Key Experimental Results¶
Main Results (Fine-tuning Qwen2-VL-2B on 10K Subset)¶
| Method | MME | MMBench | ScienceQA | A-OKVQA | POPE | Avg |
|---|---|---|---|---|---|---|
| Random | 1475.76 | 0.5353 | 0.6614 | 0.7092 | 75.50 | 63.18 |
| Full Data (300K) | 1553.05 | 0.5953 | 0.6267 | 0.6934 | 78.17 | 63.77 |
| SCALE (Prev. SOTA) | 1814.97 | 0.6318 | 0.6916 | 0.7066 | 73.81 | 67.41 |
| EVIAN (Ours) | 1876.89 | 0.6463 | 0.7115 | 0.7493 | 79.87 | 70.20 |
Ablation Study¶
| Configuration | Avg | Note |
|---|---|---|
| EVIAN (Full) | 70.20 | Full framework achieves best performance |
| w/o Decomposition | 67.93 | Removing decomposition causes a drop of 2.27 |
| w/o \(S_L\) (Logical Coherence) | 57.27 | Largest drop when logical coherence is removed (↓12.93) |
| w/o \(S_K\) (Factual Accuracy) | 64.21 | Removing factual accuracy causes a drop of 5.99 |
| Only \(S_V\) (Image-Text Consistency) | 65.36 | Visual consistency alone is acceptable but POPE drops sharply to 68.56 |
Key Findings¶
- Logical coherence is the most critical dimension: Removing \(S_L\) causes Avg to collapse from 70.20 to 57.27, because relying solely on \(S_K\) and \(S_V\) selects samples that are factually correct but logically inconsistent, producing contradictory supervision signals.
- "Less is more": The 10K subset selected by EVIAN (3.3% of 300K) yields better training outcomes than the full 300K dataset.
- In the score distribution, 92.3% of original high-quality samples receive scores ≥ 3.0, while defective samples cluster around 3.0 (JSD = 0.35, AUC = 0.86).
- Cross-architecture validation on InternVL2-2B confirms that the gains stem from data quality rather than inductive bias alignment between the auditor and the target model.
Highlights & Insights¶
- The central insight of the Decomposition-then-Evaluation paradigm is that decomposing auditing into verifiable sub-tasks renders complex auditing reliable.
- The work challenges the prevailing assumption that more data is better, surpassing full-data training with only 3.3% of the data.

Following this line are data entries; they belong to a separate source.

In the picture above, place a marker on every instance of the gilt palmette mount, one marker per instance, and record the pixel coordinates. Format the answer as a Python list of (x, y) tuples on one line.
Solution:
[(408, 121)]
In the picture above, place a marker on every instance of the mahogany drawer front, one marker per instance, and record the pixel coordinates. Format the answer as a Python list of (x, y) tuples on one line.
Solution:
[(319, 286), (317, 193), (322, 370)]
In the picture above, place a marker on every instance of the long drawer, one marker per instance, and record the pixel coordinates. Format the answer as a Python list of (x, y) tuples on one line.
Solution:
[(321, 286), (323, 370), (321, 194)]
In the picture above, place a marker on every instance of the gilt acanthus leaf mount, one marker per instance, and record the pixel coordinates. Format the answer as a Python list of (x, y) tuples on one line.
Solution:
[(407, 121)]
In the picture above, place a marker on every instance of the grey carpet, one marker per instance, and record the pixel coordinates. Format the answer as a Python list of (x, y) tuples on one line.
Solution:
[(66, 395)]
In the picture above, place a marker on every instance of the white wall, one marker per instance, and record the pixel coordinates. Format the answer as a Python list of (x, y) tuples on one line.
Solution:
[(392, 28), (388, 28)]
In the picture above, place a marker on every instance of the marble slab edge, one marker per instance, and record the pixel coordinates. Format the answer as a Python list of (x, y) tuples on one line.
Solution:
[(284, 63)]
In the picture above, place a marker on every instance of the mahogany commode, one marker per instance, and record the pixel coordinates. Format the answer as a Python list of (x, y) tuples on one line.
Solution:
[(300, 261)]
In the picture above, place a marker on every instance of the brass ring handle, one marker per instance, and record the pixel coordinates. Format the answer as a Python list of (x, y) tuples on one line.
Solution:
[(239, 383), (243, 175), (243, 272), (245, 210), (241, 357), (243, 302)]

- The counter-intuitive finding that logical coherence—rather than visual alignment or factual accuracy—is the most critical data quality factor carries broad implications.

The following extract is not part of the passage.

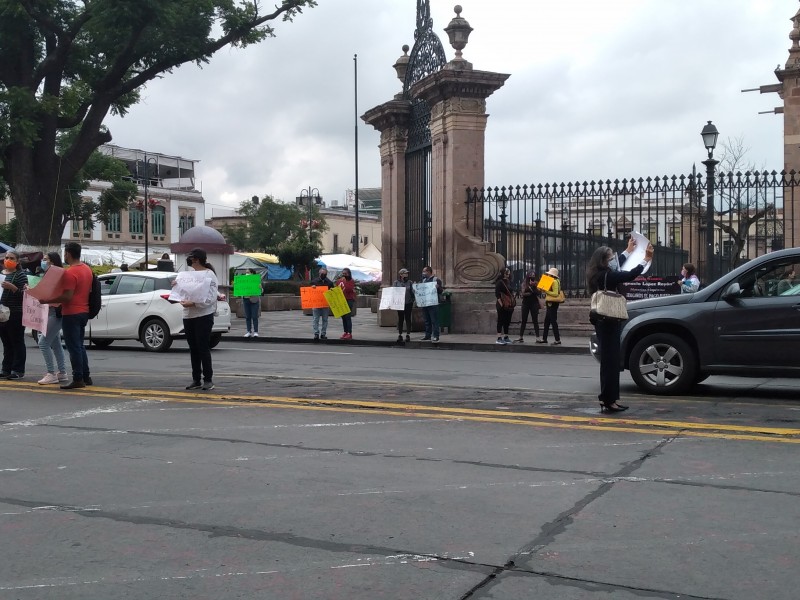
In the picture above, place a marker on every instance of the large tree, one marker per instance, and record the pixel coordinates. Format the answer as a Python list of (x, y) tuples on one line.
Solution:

- The defect injection benchmark features a systematic taxonomy covering three major categories (consistency, reasoning, and knowledge), each with five error subtypes.
Limitations & Future Work¶
- The framework depends on large multimodal models for decomposition and evaluation, potentially inheriting their biases and blind spots.
- Errors introduced during the decomposition phase propagate to subsequent evaluation stages, leaving robustness to be improved.
- High computational cost (multiple invocations of large models) limits applicability to very large-scale datasets.
- Other data quality dimensions such as stylistic diversity and pedagogical value are not modeled.
Related Work & Insights¶
- vs. SCALE: SCALE employs multi-stage filtering (modality quality, relevance, clarity, task rarity) but performs no component-level decomposition; EVIAN achieves more precise fine-grained auditing through cognitive component decomposition.
- vs. CLIPScore/BLIP: Similarity-based coarse-grained filtering cannot capture logical fallacies and factual errors.
- vs. LLM-as-a-Judge: Directly prompting models for holistic scores introduces bias and instability; EVIAN mitigates this through structured decomposition.
Rating¶
- Novelty: ⭐⭐⭐⭐ The Decomposition-then-Evaluation paradigm is novel, and the 15-category defect taxonomy is systematic.
- Experimental Thoroughness: ⭐⭐⭐⭐⭐ Includes multi-baseline comparison, comprehensive ablation, cross-architecture validation, and a 300K-sample benchmark.
- Writing Quality: ⭐⭐⭐⭐ Well-structured, richly illustrated, and analytically thorough.
- Value: ⭐⭐⭐⭐ Offers important guidance for multimodal data curation; the finding that logical coherence should be prioritized has wide-ranging implications.